Es de esa disparidad, de esa sorpresa, de esa falta de discernimiento de los hombres y la historia (y de los hombres en la historia) que la literatura trata de dar cuenta, con los mismos titubeos y contradicciones que cualquier otro discurso social, pero con la certeza de que, por ser la única ficción que no niega su carácter, puede rodear, puede abarcar, puede arrojar nuevas luces (aún entre nuevas dudas) sobre los fenómenos colectivos.
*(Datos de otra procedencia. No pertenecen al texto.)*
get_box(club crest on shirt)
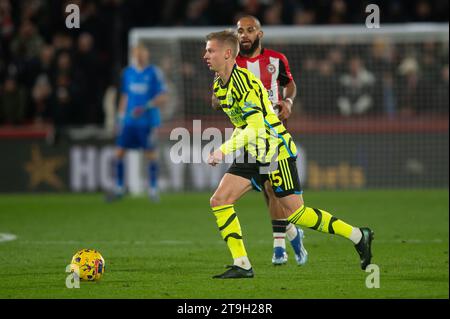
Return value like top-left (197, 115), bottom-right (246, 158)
top-left (266, 63), bottom-right (276, 74)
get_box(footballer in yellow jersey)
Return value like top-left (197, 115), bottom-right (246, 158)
top-left (204, 31), bottom-right (373, 279)
top-left (214, 64), bottom-right (297, 163)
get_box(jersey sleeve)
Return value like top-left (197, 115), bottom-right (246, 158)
top-left (152, 67), bottom-right (167, 98)
top-left (120, 69), bottom-right (128, 94)
top-left (220, 90), bottom-right (265, 155)
top-left (278, 54), bottom-right (293, 86)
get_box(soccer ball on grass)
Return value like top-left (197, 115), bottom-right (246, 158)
top-left (70, 249), bottom-right (105, 281)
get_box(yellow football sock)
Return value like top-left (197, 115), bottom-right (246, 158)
top-left (212, 205), bottom-right (247, 259)
top-left (288, 205), bottom-right (353, 239)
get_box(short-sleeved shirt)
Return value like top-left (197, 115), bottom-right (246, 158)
top-left (213, 64), bottom-right (297, 163)
top-left (121, 65), bottom-right (166, 126)
top-left (236, 49), bottom-right (293, 105)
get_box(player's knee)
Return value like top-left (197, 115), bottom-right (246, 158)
top-left (209, 194), bottom-right (234, 207)
top-left (145, 151), bottom-right (158, 161)
top-left (116, 148), bottom-right (125, 159)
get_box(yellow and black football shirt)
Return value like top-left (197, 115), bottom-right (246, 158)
top-left (213, 64), bottom-right (297, 163)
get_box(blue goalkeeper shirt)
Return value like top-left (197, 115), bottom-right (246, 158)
top-left (121, 65), bottom-right (167, 127)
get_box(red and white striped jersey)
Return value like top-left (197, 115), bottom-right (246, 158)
top-left (236, 49), bottom-right (293, 104)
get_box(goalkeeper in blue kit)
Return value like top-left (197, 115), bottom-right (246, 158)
top-left (106, 44), bottom-right (168, 201)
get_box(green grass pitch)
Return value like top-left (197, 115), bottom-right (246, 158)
top-left (0, 189), bottom-right (449, 299)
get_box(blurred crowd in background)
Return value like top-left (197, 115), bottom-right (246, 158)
top-left (0, 0), bottom-right (448, 125)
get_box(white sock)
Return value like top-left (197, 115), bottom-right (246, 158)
top-left (233, 256), bottom-right (252, 270)
top-left (273, 233), bottom-right (286, 249)
top-left (286, 223), bottom-right (297, 241)
top-left (350, 227), bottom-right (362, 245)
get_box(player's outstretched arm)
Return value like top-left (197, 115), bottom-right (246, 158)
top-left (276, 80), bottom-right (297, 121)
top-left (211, 93), bottom-right (220, 111)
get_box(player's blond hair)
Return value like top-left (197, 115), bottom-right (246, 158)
top-left (206, 30), bottom-right (239, 58)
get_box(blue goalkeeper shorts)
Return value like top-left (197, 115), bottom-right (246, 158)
top-left (116, 124), bottom-right (157, 151)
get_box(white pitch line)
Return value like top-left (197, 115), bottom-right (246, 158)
top-left (7, 239), bottom-right (448, 246)
top-left (0, 233), bottom-right (17, 243)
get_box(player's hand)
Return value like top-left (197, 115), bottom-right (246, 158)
top-left (275, 100), bottom-right (292, 121)
top-left (208, 149), bottom-right (225, 166)
top-left (211, 94), bottom-right (221, 111)
top-left (131, 105), bottom-right (146, 118)
top-left (114, 114), bottom-right (125, 135)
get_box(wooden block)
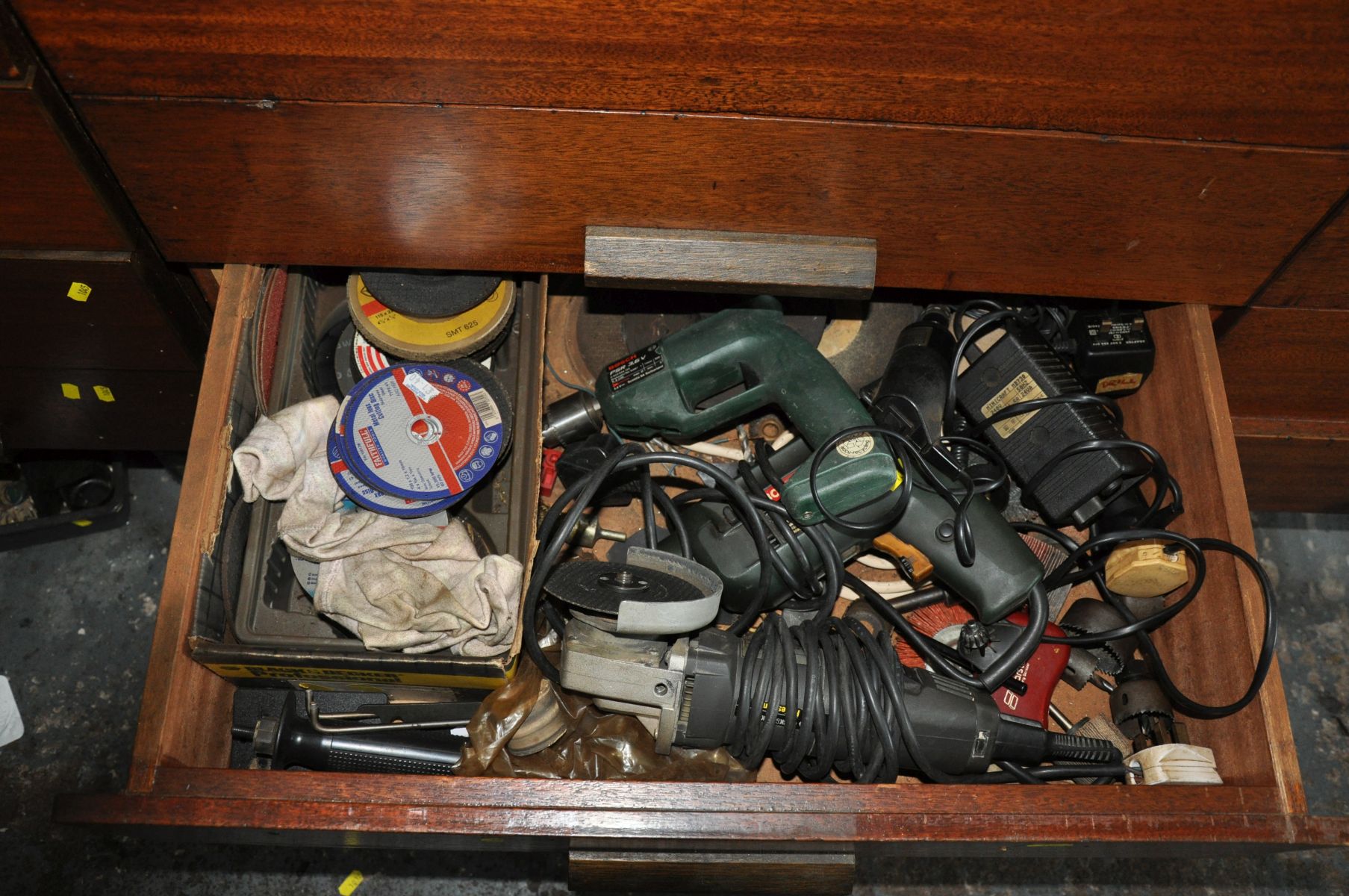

Allí están, pugnantes, presentes, siempre vivos, los textos de Rodolfo Walsh, los de Tomás Eloy Martínez, los de David Viñas, los de José Pablo Feinmann, Eduardo Mignona, Copi, Néstor Perlongher, Osvaldo y Leónidas Lamborghini...
Intentos, claro está, porque se trata de territorios y de lenguajes bien distintos, pero, al emprenderlos, se internan ya en un magma y, a pesar de todo, van obteniendo variaciones y reflejos de una verdad que, para siempre, seguirá siendo inalcanzable.
Justamente, ese carácter de inaccesibilidad es el que le asegura resistencia y persistencia. Lo mítico del mito es que no puede cercárselo, que no se acaba, que siempre continúa interrogándonos, más allá de toda razón, de toda lógica, de toda experiencia material, como la poesía.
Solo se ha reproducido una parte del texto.